El niño sólo pasó tres meses en esta escuela, cursando 1º de educación primaria y su comportamiento había cambiado drásticamente. “Como todos los niños tenía rabietas, se angustiaba o se obsesionaba con algo, pero esta impulsividad y esta agresividad en él, la ansiedad que sufrió, la vimos a las pocas semanas de comenzar las clases “, explica Montse, la madre del menor.

A finales de 2017, sus padres comenzaron  a observar un cambio repentino en la conducta de su hijo y crisis de ansiedad. Es entonces cuando acuden de emergencia al médico psiquiatra que trataba a su hijo en el Hospital Gregorio Marañón.

El detonante fue cuando el niño empezó a no querer ir al centro, es por eso que sus progenitores le colocaron un dispositivo de grabación oculto en su vestimenta durante cuatro días.

En noviembre, cuando los docentes ayudaban a cambiar la ropa al alumno, hallaron el mecanismo entre sus pertenencias. Indagaron con los padres la razón del aparato, por lo que ellos expresaron que se trataba de un localizador para ubicar a su hijo en caso de extravío.

El niño autista víctima de maltrato por maestros, podrá volver a sus actividades escolares

El aparato captó el problema de lo qué le estaba sucediendo al menor. Se escuchaban frases amenazantes como “¿Vamos al médico? Y te pincharán el culo”, “¿Te echamos agua por encima?”, “¡Que le aguante su tía a este!” o “¿Le contarás a mamá también, que no trabajas?” Igualmente se escuchaban burlas y otras vejaciones.

Todas eran frases corrientes en la vida escolar del niño

Según las grabaciones, la tutora,  profesora de apoyo, el auxiliar de enfermería y también el personal del comedor de este centro público, lo ofendían y ridiculizaban.

Después de este incidente, el niño no asistió más al Colegio y los progenitores procedieron a denunciar en el mismo colegio, los malos tratos y acoso del cual era víctima su hijo, por parte de algunos trabajadores y docentes de ese centro educativo especial.
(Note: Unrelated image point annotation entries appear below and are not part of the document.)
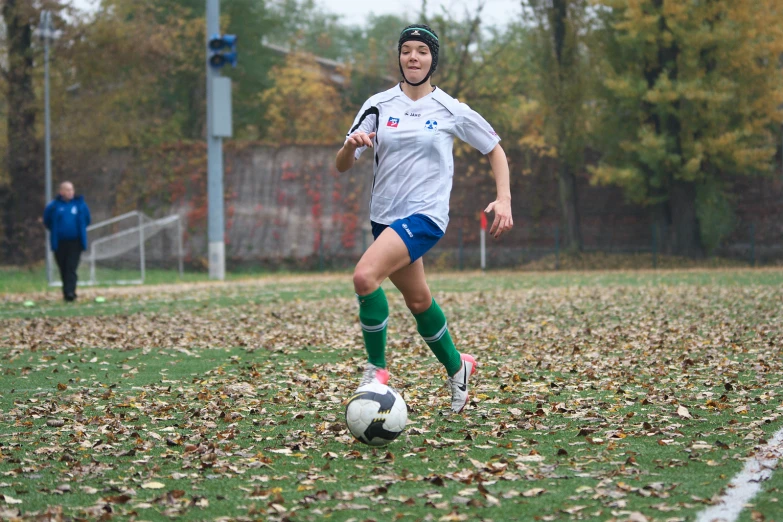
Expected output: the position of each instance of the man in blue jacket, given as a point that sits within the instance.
(67, 218)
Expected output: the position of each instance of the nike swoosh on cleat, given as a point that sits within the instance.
(464, 385)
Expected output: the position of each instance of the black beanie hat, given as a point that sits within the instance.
(421, 33)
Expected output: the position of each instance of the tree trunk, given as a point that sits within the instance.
(567, 185)
(566, 177)
(686, 238)
(23, 198)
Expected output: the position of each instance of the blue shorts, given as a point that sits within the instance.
(418, 232)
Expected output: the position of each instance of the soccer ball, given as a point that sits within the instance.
(376, 414)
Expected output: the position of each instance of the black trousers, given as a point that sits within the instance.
(67, 254)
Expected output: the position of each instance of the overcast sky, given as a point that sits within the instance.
(354, 12)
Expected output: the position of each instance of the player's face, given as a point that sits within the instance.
(416, 59)
(66, 191)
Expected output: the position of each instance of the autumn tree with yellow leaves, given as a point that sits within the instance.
(304, 105)
(691, 100)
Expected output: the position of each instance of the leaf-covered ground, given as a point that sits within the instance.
(603, 396)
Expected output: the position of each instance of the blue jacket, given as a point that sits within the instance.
(51, 219)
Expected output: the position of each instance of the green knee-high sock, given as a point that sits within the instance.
(433, 328)
(373, 316)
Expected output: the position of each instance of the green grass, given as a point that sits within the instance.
(581, 377)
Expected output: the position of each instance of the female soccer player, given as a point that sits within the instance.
(411, 128)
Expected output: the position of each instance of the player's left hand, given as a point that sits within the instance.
(503, 221)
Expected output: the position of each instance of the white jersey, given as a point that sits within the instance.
(414, 164)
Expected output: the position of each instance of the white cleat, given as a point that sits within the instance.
(374, 373)
(459, 383)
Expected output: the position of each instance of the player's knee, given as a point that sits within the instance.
(419, 303)
(364, 281)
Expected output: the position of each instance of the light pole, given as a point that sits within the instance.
(47, 34)
(221, 49)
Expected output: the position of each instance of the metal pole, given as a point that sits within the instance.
(141, 243)
(46, 34)
(92, 263)
(461, 265)
(179, 246)
(215, 225)
(655, 246)
(483, 249)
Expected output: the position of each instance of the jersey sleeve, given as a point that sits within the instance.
(366, 121)
(474, 130)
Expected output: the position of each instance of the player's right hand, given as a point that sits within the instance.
(360, 139)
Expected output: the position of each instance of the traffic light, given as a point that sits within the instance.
(222, 50)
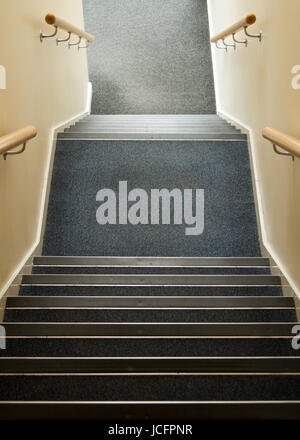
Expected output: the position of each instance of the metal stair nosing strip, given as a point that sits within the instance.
(151, 365)
(152, 261)
(148, 329)
(149, 302)
(153, 410)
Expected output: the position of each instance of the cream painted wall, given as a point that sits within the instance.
(45, 86)
(253, 87)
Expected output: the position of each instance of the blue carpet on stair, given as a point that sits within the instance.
(150, 56)
(82, 168)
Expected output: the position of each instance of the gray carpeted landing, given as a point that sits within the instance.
(150, 56)
(82, 168)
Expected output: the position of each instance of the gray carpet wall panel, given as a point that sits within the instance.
(150, 57)
(82, 168)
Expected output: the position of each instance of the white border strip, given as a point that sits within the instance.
(53, 135)
(262, 221)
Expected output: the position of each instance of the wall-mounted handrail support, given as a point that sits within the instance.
(290, 144)
(220, 47)
(259, 35)
(59, 23)
(42, 36)
(281, 153)
(232, 30)
(245, 42)
(16, 138)
(228, 45)
(62, 40)
(14, 152)
(75, 44)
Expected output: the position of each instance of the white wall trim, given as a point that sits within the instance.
(43, 207)
(264, 237)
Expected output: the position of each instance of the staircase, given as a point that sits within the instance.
(150, 338)
(155, 127)
(137, 333)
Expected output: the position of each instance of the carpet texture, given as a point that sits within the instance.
(150, 56)
(82, 168)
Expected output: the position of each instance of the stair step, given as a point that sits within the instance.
(152, 261)
(150, 387)
(141, 410)
(100, 315)
(151, 265)
(42, 290)
(153, 280)
(150, 301)
(168, 130)
(152, 136)
(148, 329)
(45, 365)
(148, 347)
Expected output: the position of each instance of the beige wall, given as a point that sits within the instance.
(46, 85)
(253, 86)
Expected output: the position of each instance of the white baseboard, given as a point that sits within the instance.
(13, 280)
(262, 223)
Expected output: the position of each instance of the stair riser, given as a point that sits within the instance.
(116, 411)
(149, 270)
(151, 136)
(151, 347)
(148, 315)
(148, 365)
(149, 388)
(151, 302)
(152, 280)
(151, 290)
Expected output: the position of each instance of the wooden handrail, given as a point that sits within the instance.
(282, 140)
(16, 138)
(244, 22)
(66, 26)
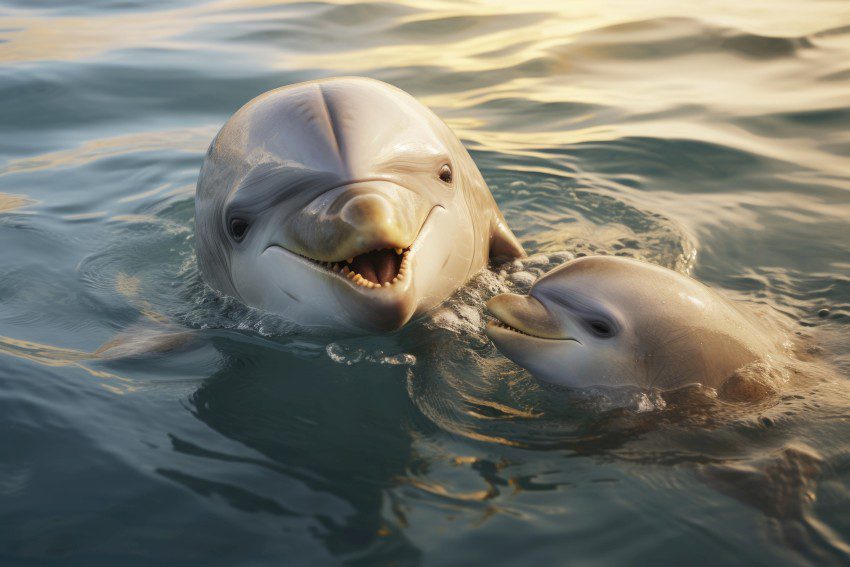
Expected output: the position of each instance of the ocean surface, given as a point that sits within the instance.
(710, 137)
El médico indicó en diciembre que el niño no asistiera temporalmente al colegio, por lo que inició un proceso de evaluación médica, así como un posible ingreso al centro hospitalario. Quince días después, el doctor consideró seguir con la terapia y tratamiento clínico al menor, no obstante, sugería pertinente el regreso del niño a sus clases escolares.

Cabe señalar, que el caso está en manos del Juzgado de Primera Instancia e Instrucción Nº 1 de Getafe, el Juez ha llamado a declarar como investigados  a tres trabajadores de ese centro educativo especial y otra tres en calidad de testigos.